Wayne Johncock and his wife Nicky in 2014
Why is an insider threat even more dangerous than the hacker in the shadows? Because it’s not the mugging in the dark that hurts the most – it’s the knife in the back.
Nobody is immune to a well-constructed scam; not the CIO, the CEO or even the CISO.
The story of Wayne Johncock, former CIO at Centrica and MOSL, illustrates that well. A chance meeting developed into a fraud and betrayal that cost him and his wife Nicky upwards of £400,000.
We're highlighting Wayne and Nicky's story as part of October's Cybersecurity Awareness Month.
"The proposition appeared perfect," he says. "The good Samaritan friendly neighbour who is a Bank of America senior executive wanting to invest in my dream and passion - SuperLearningSeries, my edtech startup."
Wayne met his scammer, Rajesh Ghedia, at a local Christmas party in 2018. At the time he was searching for an investor for SLS, and Ghedia promised Bank of America would support his personal investment of up to £1.5 million.
The best lies have a kernel of truth: Ghedia really did work for Bank of America. But rather than being head of derivatives trading for EMEA, like he claimed, he actually worked as an internal project manager in the tech team. He even mocked up business cards and his email footer - from Bank of America's own servers - to sell the illusion.
"He spent a lot of time ensuring that he had my trust and my confidence... Convincing me he was fully supportive of my education app. He saw the benefits, how it could help the world, and he produced paperwork which told me that the Bank fully supported it and they were right behind it.

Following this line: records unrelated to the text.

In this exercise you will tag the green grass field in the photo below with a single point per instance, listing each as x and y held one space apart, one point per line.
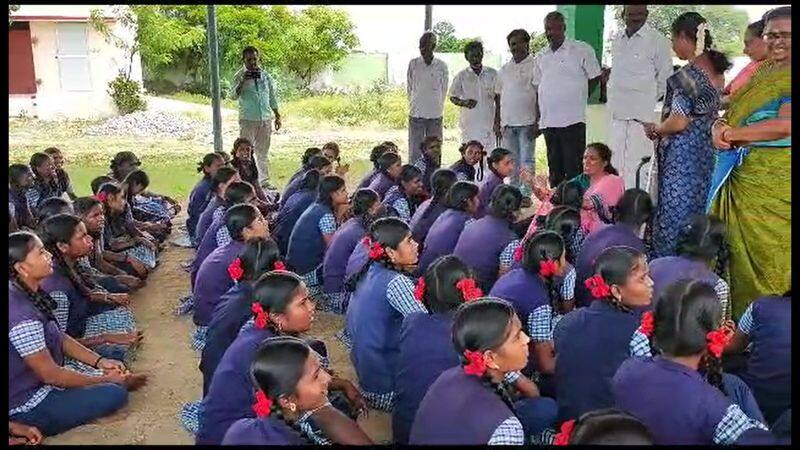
172 163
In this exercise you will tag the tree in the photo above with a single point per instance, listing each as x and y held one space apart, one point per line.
446 40
727 24
321 37
302 43
538 42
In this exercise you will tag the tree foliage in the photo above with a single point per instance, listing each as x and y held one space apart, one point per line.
446 40
538 42
301 43
726 23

"He got in and had a look at my website and could ask me questions about it, so I knew that he was taking it seriously from that point."

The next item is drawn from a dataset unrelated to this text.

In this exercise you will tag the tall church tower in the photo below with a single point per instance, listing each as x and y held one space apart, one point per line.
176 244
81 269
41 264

Wayne and Ghedia would meet at least twice a month, sometimes with Ghedia's 10-year old son, to discuss the plans for SuperLearningSeries - plans that depended on the money that had been promised.

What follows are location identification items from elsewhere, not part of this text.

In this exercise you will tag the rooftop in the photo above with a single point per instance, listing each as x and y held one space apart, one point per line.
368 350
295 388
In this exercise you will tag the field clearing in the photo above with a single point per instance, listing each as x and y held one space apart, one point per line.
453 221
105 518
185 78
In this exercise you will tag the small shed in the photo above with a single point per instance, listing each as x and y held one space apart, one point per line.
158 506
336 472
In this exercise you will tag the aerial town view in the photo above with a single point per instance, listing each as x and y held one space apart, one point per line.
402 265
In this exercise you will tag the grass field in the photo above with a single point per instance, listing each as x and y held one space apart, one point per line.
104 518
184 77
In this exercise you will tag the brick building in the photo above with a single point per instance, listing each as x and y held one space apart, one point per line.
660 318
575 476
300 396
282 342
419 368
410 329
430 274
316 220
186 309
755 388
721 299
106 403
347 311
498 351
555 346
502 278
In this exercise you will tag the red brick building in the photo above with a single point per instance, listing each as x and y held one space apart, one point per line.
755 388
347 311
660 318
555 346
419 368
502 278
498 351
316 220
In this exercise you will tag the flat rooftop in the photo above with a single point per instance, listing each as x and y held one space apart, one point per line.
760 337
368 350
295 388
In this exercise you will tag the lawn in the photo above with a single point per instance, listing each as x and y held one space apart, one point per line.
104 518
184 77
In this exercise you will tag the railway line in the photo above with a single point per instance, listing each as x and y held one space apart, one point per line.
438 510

"I put £180,000 into a personal wealth portfolio, which was his vehicle to deposit his £1.5 million into. In the end, he didn't put any money in despite the mocked-up bank statements showing it. I put my money in, he took it, and it took 15 months for me to expose him."
The sting of social engineering
Some criminals adopt a spray and pray approach, maximising their chances of getting a bite through quantity over quality. Others go spear-phishing, choosing and stalking their targets carefully for a bigger payout.
Ghedia mixed the two, using the same approach on Wayne that he'd followed with other victims - all of whom he knew personally. They included his regular taxi driver, a parent at his children's school, and his own cousin.
"He threw out the hook, I bit - big bit of bait there - and from then on he knew exactly the buttons to press."
The worst part of social engineering scams is that the victim can be too embarrassed or too far in - the sunk cost fallacy - to admit they were wrong.
"I was defending him and supporting him against my friends," says Wayne. "He completely had me in a place where he needed me to be."
And yet, something did niggle. With his background in technology, Wayne decided to do some due diligence.
"I wanted to make sure was that his employer had full visibility of what we were doing. I said everything must go through your e-mail account, and I deliberately put words and phrases in I knew would trigger an internal monitoring alert.
"All information was in the emails, like the bank account details, the investment, the payout scheme, the way the money would be deposited, how it would be used. He even requested my passport in order to pass KYC."
But when Bank of America didn't raise an alert, Wayne's suspicions were allayed.
"For a company that spends billions and billions of dollars on cyber security and technology, and has one of the most secure, sophisticated, well-invested technology systems in the world, I had absolutely no doubt this would have been picked up by their monitoring software and made visible. So, the longer that went on the more assured I was that it was authentic."
At the same time, Ghedia had doctored emails - which Computing has seen - to appear as if they came from senior figures at the Bank, supporting his actions.
Bank of America had no comment when we contacted them about Wayne's claims.